I was able to renew Xojo last year during the sale.
Then I got a job with a company for several months, which did allow me to pay off several thousand dollars of credit card debt that I accrued during the recession, primarily buying things such as "food" and "petroleum distillates", and then later a new MacBook, when my previous MacBook Pro decided to arbitrarily take a shit and die.
By now the Xojo licenses may have expired, but that only means newer versions are unavailable.
Honestly I think at this point the best option is to ditch the legacy runtime and develop an HTML5 runtime with the goal being broad compatibility with modern desktop browsers.

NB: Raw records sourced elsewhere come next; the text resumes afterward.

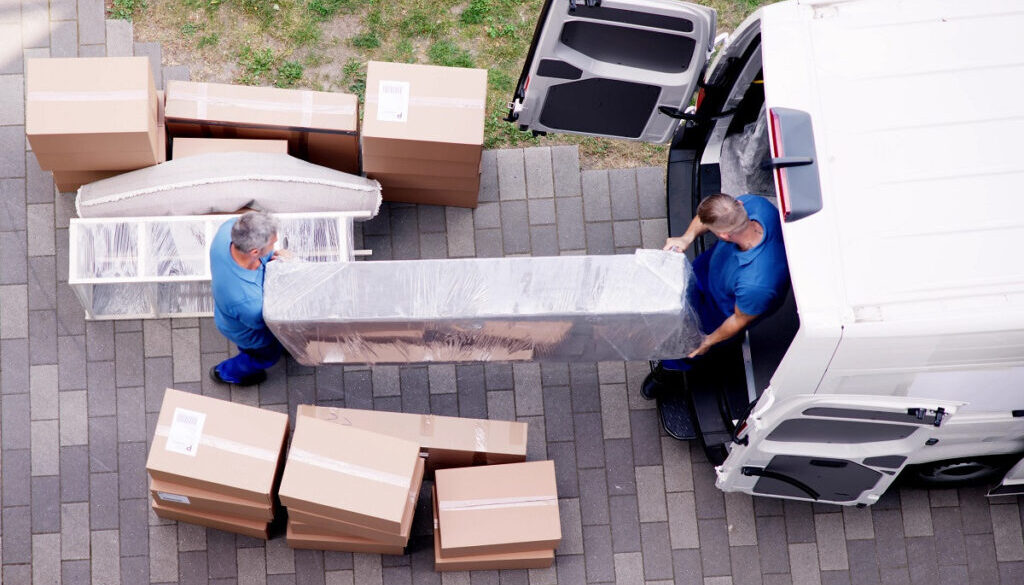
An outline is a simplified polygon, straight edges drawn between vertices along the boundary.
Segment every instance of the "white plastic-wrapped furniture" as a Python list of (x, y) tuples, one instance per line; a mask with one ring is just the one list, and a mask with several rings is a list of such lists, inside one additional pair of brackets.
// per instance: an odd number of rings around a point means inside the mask
[(686, 257), (271, 262), (263, 319), (301, 364), (680, 358), (702, 334)]
[[(367, 212), (279, 213), (276, 248), (310, 262), (351, 260)], [(68, 284), (86, 319), (211, 317), (210, 242), (234, 215), (75, 218)]]

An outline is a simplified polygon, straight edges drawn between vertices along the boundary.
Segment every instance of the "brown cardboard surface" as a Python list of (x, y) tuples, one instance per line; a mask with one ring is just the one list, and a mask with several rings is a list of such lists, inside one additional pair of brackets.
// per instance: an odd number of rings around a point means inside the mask
[[(479, 199), (479, 192), (387, 187), (382, 185), (381, 197), (384, 199), (384, 201), (395, 201), (401, 203), (420, 203), (425, 205), (450, 205), (452, 207), (475, 208), (477, 205), (477, 200)], [(519, 358), (519, 359), (529, 360), (530, 358)]]
[(558, 548), (554, 462), (440, 469), (434, 476), (442, 556)]
[[(424, 156), (428, 155), (428, 153), (423, 154)], [(402, 172), (414, 175), (467, 177), (480, 174), (480, 161), (437, 161), (426, 158), (372, 156), (364, 153), (362, 170), (366, 172)]]
[(298, 415), (417, 443), (427, 455), (428, 473), (526, 460), (527, 427), (522, 422), (311, 405), (299, 405)]
[(273, 519), (273, 506), (153, 477), (150, 495), (161, 506), (186, 512), (220, 513), (264, 523)]
[[(202, 418), (193, 413), (205, 415), (198, 435), (188, 434), (187, 423)], [(286, 414), (168, 388), (145, 468), (156, 479), (269, 505), (287, 433)]]
[(381, 189), (416, 189), (429, 191), (480, 191), (480, 175), (471, 176), (430, 176), (406, 174), (401, 172), (380, 173), (367, 171), (367, 176), (377, 179)]
[(188, 523), (191, 525), (205, 526), (207, 528), (215, 528), (217, 530), (222, 530), (224, 532), (244, 534), (246, 536), (251, 536), (253, 538), (260, 538), (263, 540), (266, 540), (269, 537), (267, 532), (269, 527), (265, 521), (249, 520), (246, 518), (230, 516), (226, 514), (212, 514), (207, 512), (187, 512), (184, 510), (179, 510), (161, 505), (155, 500), (153, 501), (153, 511), (158, 516), (171, 520), (178, 520), (178, 521)]
[(25, 130), (40, 167), (132, 170), (159, 162), (148, 58), (34, 58), (26, 67)]
[(404, 546), (387, 545), (355, 536), (310, 535), (295, 531), (293, 523), (288, 523), (285, 538), (292, 548), (313, 550), (338, 550), (342, 552), (369, 552), (377, 554), (404, 554)]
[(117, 176), (124, 171), (53, 171), (53, 184), (60, 193), (75, 193), (83, 184)]
[(437, 490), (433, 490), (434, 571), (492, 571), (501, 569), (547, 569), (555, 561), (553, 548), (495, 554), (441, 556), (441, 531), (437, 521)]
[(250, 140), (246, 138), (174, 138), (171, 155), (183, 159), (208, 153), (288, 154), (288, 140)]
[(174, 137), (284, 139), (293, 157), (359, 169), (358, 98), (349, 93), (171, 81), (167, 118)]
[[(408, 105), (391, 109), (387, 95), (382, 99), (382, 83), (385, 89), (408, 84)], [(371, 142), (397, 138), (479, 145), (483, 143), (486, 96), (486, 70), (370, 61), (362, 134)]]
[(409, 543), (409, 535), (413, 531), (413, 516), (416, 515), (416, 501), (420, 497), (420, 487), (423, 485), (424, 461), (420, 458), (416, 462), (416, 471), (413, 475), (413, 483), (409, 489), (409, 500), (406, 503), (406, 510), (402, 512), (401, 529), (398, 533), (375, 530), (361, 525), (336, 520), (313, 512), (303, 511), (301, 508), (291, 507), (288, 509), (289, 520), (298, 520), (305, 531), (316, 534), (334, 534), (340, 536), (357, 536), (370, 540), (388, 544), (406, 546)]
[(279, 496), (297, 508), (399, 533), (420, 446), (299, 416)]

HTML5 does not have sprites. But it has a canvas, and it is remarkably similar to the REALbasic canvas, except that it will probably run several times faster, because it will hook into some 64 bit Quartz magic accelerated shit on a new Mac, or Direct-Whatever-The-Hell-12 on Windows 10, and Linux... will also work.
And several major release cycles of web browsers have brought JavaScript code closer and closer to the metal. SilverCreator 2.0 has a bytecode system that made scripting 5x faster than 1.5... just converting that to JavaScript without concern for optimization, probably makes it 5x faster than that.
And now there's websockets, although not backwards compatible with SilverCreator's easy sockets (also used in GMOnline, based off the open source REALbasic code "EZProtocol", credit unknown).
SilverCreator presents a limited number of window arrangement and size, the simplest being just a huge, empty canvas, with optional fixed rows(s) of buttons along the bottom, and a free form text area which can occupy half the graphics area.
But you can pick any one of them (except the full sized text screen, obviously), and the SilverCreator IDE lets you import a sprite so easily. And in fact right now, the legacy runtime uses PNG files with masks for sprite storage, which is exactly the format for use online. And it already has the capability to convert some legacy type formats into MP4.
And the BASIC style code, you know the rest. SilverCreator is an IDE, you know what, it's a pretty damn good IDE even in 2015, for allowing the use of BASIC scripting with sprites and multimedia and networking.
To a new programmer having HTML5 and JavaScript shoved at you and being expected to learn that, is similar to being given a Mac in the 90's with a C compiler, and no book.